The present study has several limitations, including evaluation of only a subpopulation of the Chinese population (women) and their skin microflora during the winter season. Also, this study did not report the relationship between habits of life (e.g., companion animals) and skin microflora at different skin sites. Hence, the generalisation of results may have limitations owing to differences in lifestyle, diet, environmental exposure and seasonal variations. The current study is associative and an exact causative mechanism of microbial association needs further exploration. Future large studies are required to confirm current findings as well as to determine potential relationships between habits of life and skin microflora. In addition, age may have an important bearing on overall skin health, texture and barrier function, and future studies will address the influence of age on association between microorganisms, AMP biomarkers and biophysical parameters.

Conclusion

The present findings suggest that skin exposure and skin type (as defined by sebum, hydration and physical barrier function) are important microenvironment factors that influence the targeted common microflora distribution, diversity, and co-occurrence.
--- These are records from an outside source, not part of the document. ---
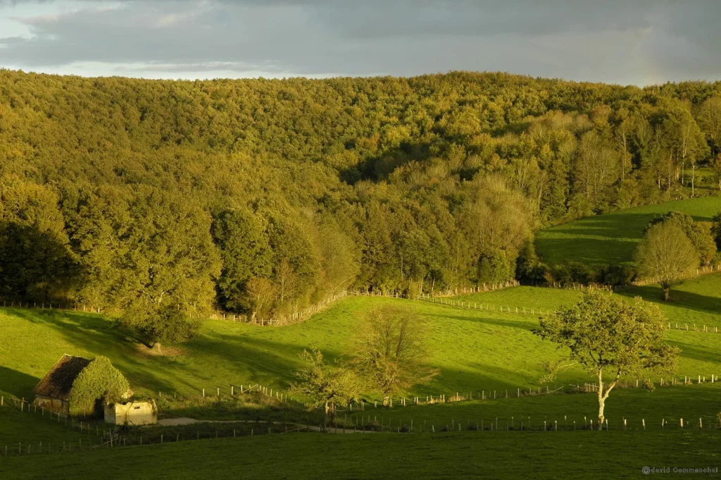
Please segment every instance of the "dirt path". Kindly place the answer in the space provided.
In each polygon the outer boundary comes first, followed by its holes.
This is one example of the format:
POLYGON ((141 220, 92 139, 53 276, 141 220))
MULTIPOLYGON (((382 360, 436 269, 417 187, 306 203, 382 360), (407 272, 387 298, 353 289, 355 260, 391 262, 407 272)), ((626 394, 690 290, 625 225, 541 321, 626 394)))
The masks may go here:
MULTIPOLYGON (((158 420, 159 425, 163 425, 165 427, 173 427, 175 425, 192 425, 196 423, 257 423, 252 420, 197 420, 195 419, 188 418, 187 416, 180 416, 176 419, 163 419, 162 420, 158 420)), ((283 424, 283 422, 263 422, 263 423, 272 423, 274 424, 283 424)), ((298 426, 298 430, 312 430, 314 432, 320 432, 320 427, 313 427, 310 425, 301 425, 300 424, 296 424, 298 426)), ((371 432, 363 431, 363 430, 354 430, 353 429, 343 429, 343 428, 335 428, 329 427, 326 429, 327 433, 338 433, 338 434, 348 434, 348 433, 371 433, 371 432)))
This underlines the importance of a comprehensive understanding of the association of microorganisms, skin biophysical parameters, microenvironment and skin barrier function including physical, chemical and microbial barriers, which is essential for designing skin care products and anti-microbial drugs. Maintaining healthy skin requires selective microbial shifts or permeability barrier changes, inhibiting the growth of pathogenic bacteria and promoting the growth of symbiotic bacteria. Hence, an alteration in the skin microflora in certain disorders by selective modulation of microflora (pre- and/or probiotics) could be a promising treatment strategy in clinical and sub-clinical skin conditions.